# D3100, D5100 or any other nikons in that price range



## Leirbag64 (Aug 29, 2011)

I want to buy a dslr for making action videos however with rolling shutter being a big problem with the d3100 I don't think it will be best suited. Is the d5100 better for this or are there any other good Nikon options? Any advice would be helpful


----------



## edddial (Aug 29, 2011)

Seriously, if you intention is 'action videos' then get a video cam from Sony or Canon or Panasonic. If you still insist using DSLR, at least get a D7000. Anyway there are some issues with D7000 so be careful (make sure you test all sort of setting i.e. still picture, video etc).
For the price range equivalent to D3100 or D5100 (and 'action videos'), video camera would be the best. Just my opinion.


----------



## Leirbag64 (Aug 29, 2011)

Yeah I had been thinking about that, but I do have a budget of around £500 do you think camcorders at this price have good enough quality?


----------



## edddial (Aug 29, 2011)

How good quality are you talking about? If you really talking about good quality video (actions) then DSLR may not be the right one unless you get the higher end product. I still appreciate my ~6 years old Hitachi Camcorder for video. It's not HD but gives better result as compared to my D90. Try Sony Camcorders | HD Camcorders | Handycam® HD Video Cameras : Sony , various type of camcorders today that may suit you. Check on the specifications and available option/accessories then google for its review.


----------



## clou (Sep 1, 2011)

I'd probably go with a Canon T2i/T3i for video. My friend shot this almost entirely with a T2i to get into film school. 

Peter Planta on Vimeo


----------



## rgregory1965 (Sep 1, 2011)

I know you say Nikon, but check the Sony A55 or the A77 soon to be out.....1080i video, full tracking AF

Not to mention 10fps on the 55 and 12fps on the 77 picture modes

A55 around 800.00


----------



## KmH (Sep 2, 2011)

Don't forget to budget for all the accessories you'll need to buy so you can shoot quality video.

You'll likely want to be able to do follow-focus, use external microphones, be able to see the rear LCD in bright light, etc.

The basic video accessories should only cost you another $1000 or so.
Redrock for video DSLRs
DSLR & Film Camera Accessories

Don't forget lighting.


----------



## Leirbag64 (Sep 2, 2011)

edddial said:


> How good quality are you talking about? If you really talking about good quality video (actions) then DSLR may not be the right one unless you get the higher end product. I still appreciate my ~6 years old Hitachi Camcorder for video. It's not HD but gives better result as compared to my D90. Try Sony Camcorders | HD Camcorders | Handycam® HD Video Cameras : Sony , various type of camcorders today that may suit you. Check on the specifications and available option/accessories then google for its review.

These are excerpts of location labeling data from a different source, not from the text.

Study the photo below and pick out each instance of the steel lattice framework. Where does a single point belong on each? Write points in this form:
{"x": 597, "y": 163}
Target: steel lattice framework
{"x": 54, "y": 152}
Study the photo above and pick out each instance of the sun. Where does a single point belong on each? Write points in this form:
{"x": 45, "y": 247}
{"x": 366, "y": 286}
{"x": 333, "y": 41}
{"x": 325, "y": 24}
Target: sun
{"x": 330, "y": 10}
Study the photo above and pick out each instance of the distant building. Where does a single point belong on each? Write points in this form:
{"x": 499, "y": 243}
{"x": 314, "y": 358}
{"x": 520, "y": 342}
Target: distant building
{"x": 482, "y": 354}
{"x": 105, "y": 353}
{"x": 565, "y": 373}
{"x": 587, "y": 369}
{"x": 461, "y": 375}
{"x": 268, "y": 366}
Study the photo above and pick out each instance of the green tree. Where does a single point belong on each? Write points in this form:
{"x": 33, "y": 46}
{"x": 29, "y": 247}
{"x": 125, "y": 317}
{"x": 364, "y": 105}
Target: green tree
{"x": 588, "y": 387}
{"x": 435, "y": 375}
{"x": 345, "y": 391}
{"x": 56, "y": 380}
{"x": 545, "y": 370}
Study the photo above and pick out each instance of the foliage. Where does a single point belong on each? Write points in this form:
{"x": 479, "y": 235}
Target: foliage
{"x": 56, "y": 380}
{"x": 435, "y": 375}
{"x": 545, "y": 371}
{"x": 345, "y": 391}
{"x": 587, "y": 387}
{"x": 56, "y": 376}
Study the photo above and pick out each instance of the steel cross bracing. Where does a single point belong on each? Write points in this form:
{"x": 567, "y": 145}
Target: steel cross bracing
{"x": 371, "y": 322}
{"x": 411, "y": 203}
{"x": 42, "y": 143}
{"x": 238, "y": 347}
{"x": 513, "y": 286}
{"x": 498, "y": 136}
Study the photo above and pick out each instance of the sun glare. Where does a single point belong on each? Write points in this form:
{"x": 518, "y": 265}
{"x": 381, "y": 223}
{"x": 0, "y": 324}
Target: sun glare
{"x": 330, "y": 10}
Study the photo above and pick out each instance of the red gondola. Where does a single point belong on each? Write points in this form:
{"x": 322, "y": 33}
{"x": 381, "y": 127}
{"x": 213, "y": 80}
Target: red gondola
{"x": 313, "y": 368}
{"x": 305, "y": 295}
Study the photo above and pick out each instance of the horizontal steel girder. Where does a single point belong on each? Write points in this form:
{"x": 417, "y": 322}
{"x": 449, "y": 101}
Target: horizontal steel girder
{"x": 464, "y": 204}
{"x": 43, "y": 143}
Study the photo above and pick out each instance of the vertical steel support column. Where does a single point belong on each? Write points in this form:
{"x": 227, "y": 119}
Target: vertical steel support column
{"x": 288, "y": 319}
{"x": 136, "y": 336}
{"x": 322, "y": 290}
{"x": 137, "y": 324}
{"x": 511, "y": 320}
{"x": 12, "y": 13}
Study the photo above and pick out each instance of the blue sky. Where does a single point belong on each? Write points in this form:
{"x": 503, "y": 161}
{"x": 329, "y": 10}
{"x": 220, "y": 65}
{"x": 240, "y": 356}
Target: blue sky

 Thanks really helped got a Sony handycam HDR cx115e found the autofocus is great and also the image quality is very good for a camera of around £250 thanks again!


----------



## Leirbag64 (Sep 2, 2011)

Thanks thought the video was really good aswell


----------



## aliancer (Sep 3, 2011)

To make the action video, you have to have that 60 fps feature, which nikon doesn't have in their dslr range yet. But if you insist in nikon, i think d5100 is the best option, cause with vari-angle screen, you can get the more flexible camera movement, and also the 1080p video quality like d7000 have.

I'm not recommend that too much, since i decided myself to get my 2nd body from nikon d300 to canon 60d because of video feature reason...

Sent from my iPad using PhotoForum


----------



## edddial (Sep 5, 2011)

Leirbag64 said:


> edddial said:
> 
> 
> > How good quality are you talking about? If you really talking about good quality video (actions) then DSLR may not be the right one unless you get the higher end product. I still appreciate my ~6 years old Hitachi Camcorder for video. It's not HD but gives better result as compared to my D90. Try Sony Camcorders | HD Camcorders | Handycam® HD Video Cameras : Sony , various type of camcorders today that may suit you. Check on the specifications and available option/accessories then google for its review.
> ...



You're most welcome. Enjoy!


----------